L’Avventura has none of the convenient intellectual vagueness shown by Malle, Resnais and Brook, yet it splits audiences unpredictably. But allowing for reactions against the tempo and style the principal division may be between those who believe themselves — and therefore others — capable of rational behaviour under every circumstance, and those whose temperament or experience tells them otherwise. Antonioni has expressed the film’s hard challenge in an interview: ‘I wanted to show that sentiments which convention and rhetoric have encouraged us to regard as having a kind of definite weight and absolute duration can in fact be fragile, vulnerable, subject to change. Man deceives himself when he hasn’t courage enough to allow for new dimensions in emotional matters — his loves, regrets, states of mind — just as he allows for them in the field of science and technology . . . L’Avventura naturally does not pretend to have the answer to the disturbing questions it raises. It’s enough for me to have posed them in cinematic terms.’

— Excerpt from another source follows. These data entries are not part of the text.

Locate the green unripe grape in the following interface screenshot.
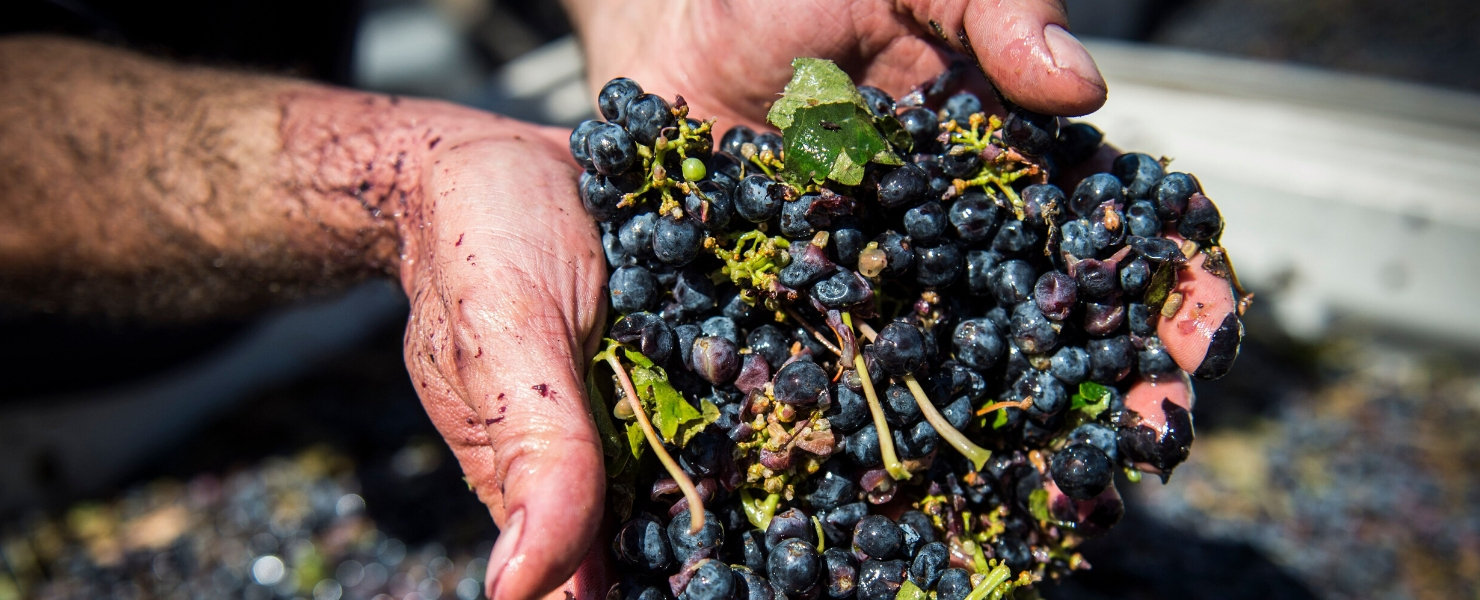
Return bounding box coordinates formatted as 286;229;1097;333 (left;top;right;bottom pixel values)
682;157;707;182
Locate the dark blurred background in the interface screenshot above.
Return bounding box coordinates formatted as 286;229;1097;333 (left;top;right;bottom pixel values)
2;1;1478;599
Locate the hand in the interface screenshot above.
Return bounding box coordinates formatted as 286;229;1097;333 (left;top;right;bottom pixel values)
566;0;1108;127
387;110;611;600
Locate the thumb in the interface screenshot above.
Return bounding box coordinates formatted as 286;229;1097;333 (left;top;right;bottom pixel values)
904;0;1107;116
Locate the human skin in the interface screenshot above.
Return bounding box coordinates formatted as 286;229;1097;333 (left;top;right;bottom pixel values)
0;3;1229;598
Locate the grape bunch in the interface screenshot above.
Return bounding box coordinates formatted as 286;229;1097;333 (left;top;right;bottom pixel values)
570;59;1248;600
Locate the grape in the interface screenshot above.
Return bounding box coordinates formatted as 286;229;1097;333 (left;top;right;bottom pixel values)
589;122;638;175
746;324;790;370
830;220;866;268
675;323;701;370
619;212;658;257
994;536;1032;573
668;509;724;562
1069;173;1124;217
884;383;922;427
822;548;860;599
781;194;819;238
626;94;676;145
941;92;982;126
683;559;735;600
580;171;640;221
768;538;821;595
853;515;903;559
872;322;925;376
1128;235;1185;263
1125;200;1161;238
774;361;828;405
965;250;1002;297
858;86;896;119
611;312;676;364
857;560;908;600
1119;257;1152;296
779;242;837;289
948;192;1002;242
903;201;947;243
673;268;718;316
765;508;817;550
1083;297;1125;337
914;243;962;287
733;567;775;600
898;420;939;458
1087;336;1134;383
1127;303;1155;336
735;174;780;222
878;163;929;209
1017;370;1068;420
1051;443;1113;500
614;514;672;571
1067;423;1119;461
808;468;859;511
754;132;784;159
570;120;602;171
873;231;913;277
609;265;658;314
1153;172;1199;221
1053;122;1103;166
936;569;973;600
692;336;740;385
1179;193;1223;241
599;77;643;124
1021;184;1064;229
1059;218;1095;259
1138;336;1179;380
953;318;1004;370
829;385;870;433
709;152;744;192
720;125;757;157
1034;271;1077;321
989;259;1036;306
938;148;981;179
1112;152;1165;199
846;425;883;468
909;542;949;588
897;108;939;151
653;215;704;265
1010;301;1058;354
1001;108;1059;156
941;396;973;430
1049;346;1090;384
1075;258;1118;299
812;268;872;309
991;219;1040;254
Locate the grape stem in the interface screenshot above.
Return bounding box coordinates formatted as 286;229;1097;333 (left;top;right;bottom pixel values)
849;320;910;481
902;374;992;471
974;398;1033;416
962;564;1012;600
783;307;843;356
605;353;706;533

These four films offer several lessons for those who will follow the new path. Allowing a heroine unlimited time and money may so divorce her from ordinary experience that her behaviour seems little more than indulgence in an eccentric whim. But discreetly treated a luxury setting can eliminate the distractions of the chores of daily life and permit a deeper, more profitable concentration on the emotions. At the same time we may yet see a director who expresses his theme principally in terms of the kind of daily routine which has so far been avoided. New styles are called for, but the temptation to exploit new techniques for their own sake instead of putting them quietly at the service of the theme is considerable. Exceptional ability on the part of the leading actress might appear crucial, but the performances of these principals, matching the mood and morality of each film (self-indulgent Moreau, self-pitying Riva, vital, intelligent Vitti) indicates that apt casting and firm direction can be enough.
With the unpredictability of love as a major element, writers and directors may feel free to manipulate their heroines through almost any attractive plot. But characterization and behaviour could never be more interdependent. Antonioni alone has solved this by what French critics have called his ‘interior realism’. Conviction that this woman under this emotion would behave this way is essential. Without this conviction, the emotions and impulses become distorted and relation to our own experience is severed. No matter how individual the heroine’s circumstances and story, her feelings must have a common truth if the production is to make any universal point. Only then can a film begin to equal the achievement of a L’Avventura by compelling any re-examination of our ideas of morality, behaviour and, above all, of women.